Let $E$ be the elliptic curve $y^2=x^3+1$ and $p \equiv 1 \pmod{3}$ a prime. Computing the number of points mod $p$ of $E$ using the naive method gives: $$ \#E(\mathbb F_p) = 1+ \sum_{x=0}^{p-1} \left( 1 + \left(\frac{x^3+1}{p}\right)\right) \equiv p+1 + \sum_{x=0}^{p-1}(x^3+1)^{\frac{p-1}2}\pmod{p}$$ developing the right hand side and simplifying there is only one term of the sum surviving and we get: $$ \#E(\mathbb F_p) \equiv p+1-\binom{\frac{p-1}2}{\frac{p-1}3}\pmod{p}$$ Hasse theorem now implies that if $p$ is large enough (say $p>16$) then the minimal residue of $$ \binom{\frac{p-1}2}{\frac{p-1}3}\pmod{p}$$ is smaller than $2\sqrt{p}$. As this last result seems completely unrelated to elliptic curves my question is if there is a more direct proof of this fact not using Hasse's theorem.

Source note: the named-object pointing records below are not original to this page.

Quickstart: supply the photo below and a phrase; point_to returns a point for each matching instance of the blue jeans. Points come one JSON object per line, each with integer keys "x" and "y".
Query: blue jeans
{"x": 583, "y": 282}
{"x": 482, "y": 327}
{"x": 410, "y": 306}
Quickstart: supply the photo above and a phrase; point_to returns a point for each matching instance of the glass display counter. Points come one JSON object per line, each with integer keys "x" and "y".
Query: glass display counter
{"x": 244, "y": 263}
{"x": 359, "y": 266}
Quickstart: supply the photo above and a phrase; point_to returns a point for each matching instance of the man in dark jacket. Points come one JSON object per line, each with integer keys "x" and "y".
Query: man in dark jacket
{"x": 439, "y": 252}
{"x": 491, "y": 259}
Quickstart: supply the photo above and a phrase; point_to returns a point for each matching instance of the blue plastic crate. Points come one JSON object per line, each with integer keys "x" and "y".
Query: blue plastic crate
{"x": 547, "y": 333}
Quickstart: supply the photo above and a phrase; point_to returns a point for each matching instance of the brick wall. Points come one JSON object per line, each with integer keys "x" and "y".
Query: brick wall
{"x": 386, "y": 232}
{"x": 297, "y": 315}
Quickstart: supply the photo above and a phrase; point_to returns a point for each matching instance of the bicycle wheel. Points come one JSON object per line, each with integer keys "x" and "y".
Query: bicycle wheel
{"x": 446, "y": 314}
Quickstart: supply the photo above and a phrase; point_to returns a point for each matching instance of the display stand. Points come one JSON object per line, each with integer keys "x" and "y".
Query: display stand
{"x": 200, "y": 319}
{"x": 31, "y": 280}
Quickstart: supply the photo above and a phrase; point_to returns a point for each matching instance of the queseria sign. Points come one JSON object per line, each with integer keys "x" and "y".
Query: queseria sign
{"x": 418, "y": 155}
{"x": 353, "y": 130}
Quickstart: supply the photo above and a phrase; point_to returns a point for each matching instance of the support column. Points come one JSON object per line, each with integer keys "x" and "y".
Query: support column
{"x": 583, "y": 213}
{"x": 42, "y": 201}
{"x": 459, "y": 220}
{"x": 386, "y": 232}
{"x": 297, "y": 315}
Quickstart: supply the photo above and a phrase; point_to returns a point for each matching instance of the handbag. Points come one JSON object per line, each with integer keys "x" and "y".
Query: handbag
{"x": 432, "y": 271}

Using instead the elliptic curve $y^2 = x^3+x$ and a prime $p \equiv 1 \pmod{4}$ one finds the similar result that the least minimal residue of $$ \binom{\frac{p-1}2}{\frac{p-1}4}\pmod{p} $$ is also bounded in absolute value by $2\sqrt{p}$.

My motivation is simple curiosity, I fell on it playing with some examples and now I can't take it out of my head.